Several studies have revealed that a substantial proportion of patients with vertebral osteomyelitis had concomitant infective endocarditis [30, 31]. In this study, echocardiography for the evaluation of concomitant infective endocarditis had been conducted in 64.0% (375/586) of patients. We suggest that the evaluation of concomitant infective endocarditis should be considered in all patients with vertebral osteomyelitis.

The present study has a few limitations. First, this study retrospectively reviewed medical records and may have inadvertently missed certain variables. Second, we classified patients with PVO by combining 2 vertebral levels, that is, cervical and thoracic, thoracic and lumbar, and lumbar and sacral, into 1 vertebral level that involved more. Nonetheless, similar results were obtained when we categorized vertebral levels more accurately (data not shown). Third, we excluded patients who had remnant prosthesis or had undergone spine operation within 1 year of the diagnosis of PVO, so our results cannot be applied to such patients. Finally, we could not analyze the association between previous asymptomatic bacteriuria and pathogens causing vertebral osteomyelitis because data regarding asymptomatic bacteriuria were not collected. Further studies are needed to clarify this correlation.

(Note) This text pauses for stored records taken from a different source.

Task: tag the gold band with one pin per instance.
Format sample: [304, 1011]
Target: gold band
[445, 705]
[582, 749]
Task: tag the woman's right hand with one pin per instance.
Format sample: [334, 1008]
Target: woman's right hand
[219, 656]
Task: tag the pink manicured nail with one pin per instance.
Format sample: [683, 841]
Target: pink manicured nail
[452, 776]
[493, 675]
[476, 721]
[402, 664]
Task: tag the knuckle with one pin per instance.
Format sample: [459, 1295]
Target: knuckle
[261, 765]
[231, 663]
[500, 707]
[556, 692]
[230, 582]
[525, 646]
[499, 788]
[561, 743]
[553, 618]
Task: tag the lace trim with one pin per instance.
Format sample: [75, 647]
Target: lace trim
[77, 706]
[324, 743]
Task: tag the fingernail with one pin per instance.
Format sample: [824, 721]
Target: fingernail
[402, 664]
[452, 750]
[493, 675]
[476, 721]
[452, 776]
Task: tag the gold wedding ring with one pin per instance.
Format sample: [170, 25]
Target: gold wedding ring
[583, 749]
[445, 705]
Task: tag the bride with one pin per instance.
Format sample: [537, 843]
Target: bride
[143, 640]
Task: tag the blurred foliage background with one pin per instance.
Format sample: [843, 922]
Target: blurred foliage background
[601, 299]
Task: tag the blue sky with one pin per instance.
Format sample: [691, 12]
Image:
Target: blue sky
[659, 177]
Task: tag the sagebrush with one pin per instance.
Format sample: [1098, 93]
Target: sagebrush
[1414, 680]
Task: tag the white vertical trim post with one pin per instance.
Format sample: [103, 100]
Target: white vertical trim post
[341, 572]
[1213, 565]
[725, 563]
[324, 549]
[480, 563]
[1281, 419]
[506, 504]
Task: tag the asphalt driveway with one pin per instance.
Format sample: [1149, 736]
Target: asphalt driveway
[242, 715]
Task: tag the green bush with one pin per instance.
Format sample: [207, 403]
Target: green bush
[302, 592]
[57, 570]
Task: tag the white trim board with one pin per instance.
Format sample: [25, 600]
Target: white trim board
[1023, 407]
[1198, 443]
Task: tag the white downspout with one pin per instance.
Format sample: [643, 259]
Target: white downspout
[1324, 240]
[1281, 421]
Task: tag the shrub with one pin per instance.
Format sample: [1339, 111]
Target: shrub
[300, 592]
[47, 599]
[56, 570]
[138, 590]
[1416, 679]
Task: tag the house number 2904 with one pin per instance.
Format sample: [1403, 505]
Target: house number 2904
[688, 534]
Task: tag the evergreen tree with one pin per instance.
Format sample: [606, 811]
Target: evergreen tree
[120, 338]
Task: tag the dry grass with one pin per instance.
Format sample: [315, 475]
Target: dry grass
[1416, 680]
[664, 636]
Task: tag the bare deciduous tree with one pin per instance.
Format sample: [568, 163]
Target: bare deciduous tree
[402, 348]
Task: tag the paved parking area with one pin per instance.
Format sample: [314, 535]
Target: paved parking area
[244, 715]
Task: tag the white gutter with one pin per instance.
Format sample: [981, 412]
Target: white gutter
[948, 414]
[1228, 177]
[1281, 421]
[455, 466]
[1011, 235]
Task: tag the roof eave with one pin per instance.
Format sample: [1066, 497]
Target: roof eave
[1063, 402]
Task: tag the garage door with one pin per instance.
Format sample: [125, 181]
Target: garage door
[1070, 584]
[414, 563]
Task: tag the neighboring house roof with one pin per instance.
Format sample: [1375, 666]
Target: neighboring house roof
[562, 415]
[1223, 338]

In patients with PVO, the distribution of bacteria differed according to the patients’ demographic and clinical characteristics. Our results indicate that an understanding of the distribution of bacteria in patients with PVO could be immensely helpful in informing the choice of empirical antibiotics in patients with culture-negative PVO. However, accurate microbiologic diagnosis is essential both for the optimization of antimicrobial therapy and to avoid unnecessary drug toxicity. Therefore, it cannot be overemphasized that a precise etiological diagnosis should be pursued in all cases, and empirical treatment should only be applied in selected cases.